In every Jupyter Notebook file, operations and motivations are explained in detail.
- Find the scraper at 1. Scraper.ipynb
- Data is scraped from Google Play Official Website by using the BeautifulSoup module.
- Find the preprocessing and explanatory data analysis steps at 2. Preprocess EDA.ipynb
- Since there are many HTML elements, data is preprocessed and manipulated before feeding it to models.
- Also preprocessed data are visualized and some of the features' descriptive statistics are observed to gain insights.
- Find the NLP MODEL at 3.1. NLP_Model.ipynb
- Text data is preprocessed, normalized, tokenized, and then trained on LSTM and Dense layers. Trained model is saved to be used in next Notebook.

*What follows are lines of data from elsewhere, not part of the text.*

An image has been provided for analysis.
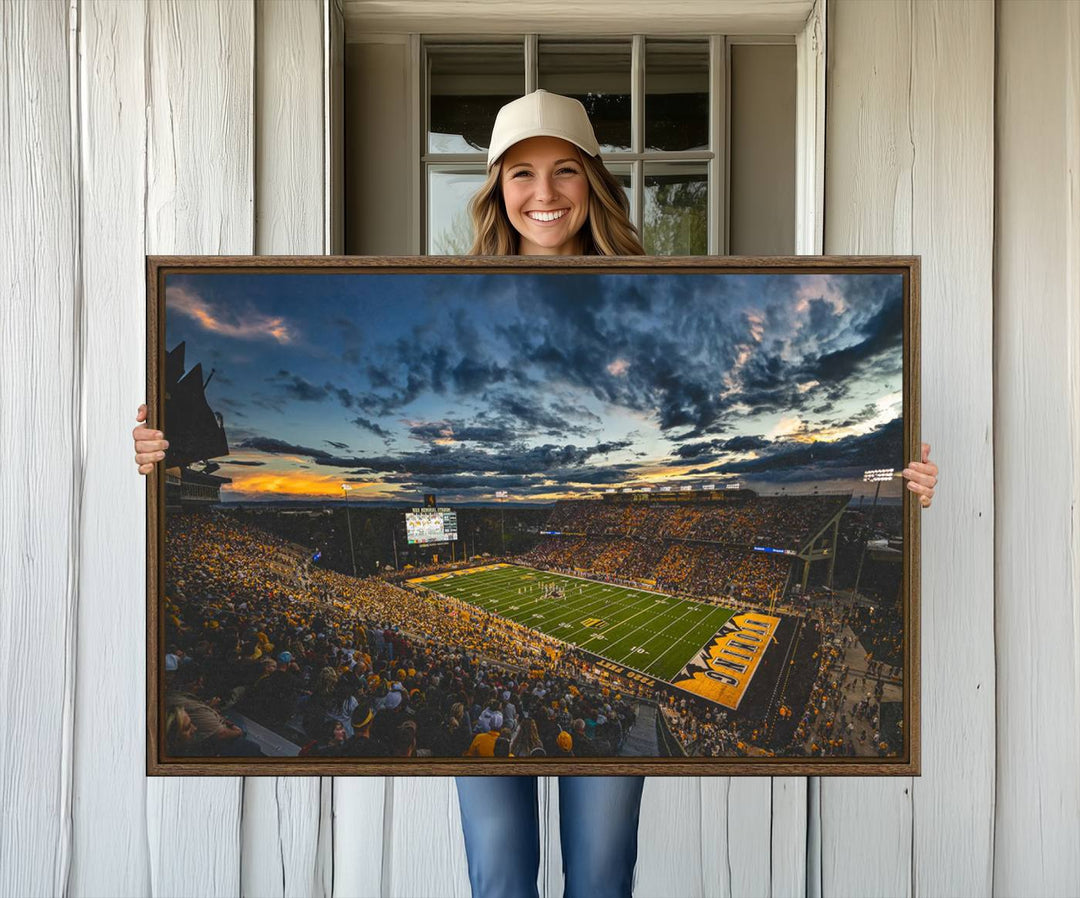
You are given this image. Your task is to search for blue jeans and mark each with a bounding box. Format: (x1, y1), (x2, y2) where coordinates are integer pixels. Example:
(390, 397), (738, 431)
(455, 776), (646, 898)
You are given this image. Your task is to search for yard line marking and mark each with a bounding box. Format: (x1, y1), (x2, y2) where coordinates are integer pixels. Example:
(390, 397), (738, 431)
(640, 607), (735, 677)
(421, 564), (741, 681)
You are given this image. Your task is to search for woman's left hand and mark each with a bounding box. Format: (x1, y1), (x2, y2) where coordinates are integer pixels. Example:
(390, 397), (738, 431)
(903, 442), (938, 508)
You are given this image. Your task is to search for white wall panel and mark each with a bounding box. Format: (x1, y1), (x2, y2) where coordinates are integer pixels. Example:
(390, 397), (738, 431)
(824, 1), (996, 895)
(383, 777), (471, 898)
(0, 2), (78, 896)
(908, 3), (995, 896)
(333, 778), (388, 898)
(635, 777), (706, 897)
(822, 7), (914, 892)
(255, 0), (326, 257)
(144, 1), (254, 894)
(71, 1), (152, 895)
(994, 2), (1080, 894)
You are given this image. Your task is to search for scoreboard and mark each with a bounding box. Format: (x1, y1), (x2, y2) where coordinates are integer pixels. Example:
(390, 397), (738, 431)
(405, 508), (458, 545)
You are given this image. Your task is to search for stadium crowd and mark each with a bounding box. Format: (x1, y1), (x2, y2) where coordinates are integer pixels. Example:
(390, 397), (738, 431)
(163, 512), (650, 759)
(545, 494), (848, 549)
(161, 490), (901, 761)
(521, 537), (791, 603)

(The original author of this notebook is my good fellow Ahmet Arif Turkmen who has excellent skills in NLP. However, I altered the architecture of the model that enables pre-training on the text with Descriptions and used the embedding of a pre-trained model in the training of Feed Forward Neural Network with tabular features which ended up increasing the model's performance)
- Find the Final Models at 3.2. Final Models.ipynb
- With benchmarks of different algorithms like KNN and Random Forrest, neural network models are trained and evaluated in the same training-test sets.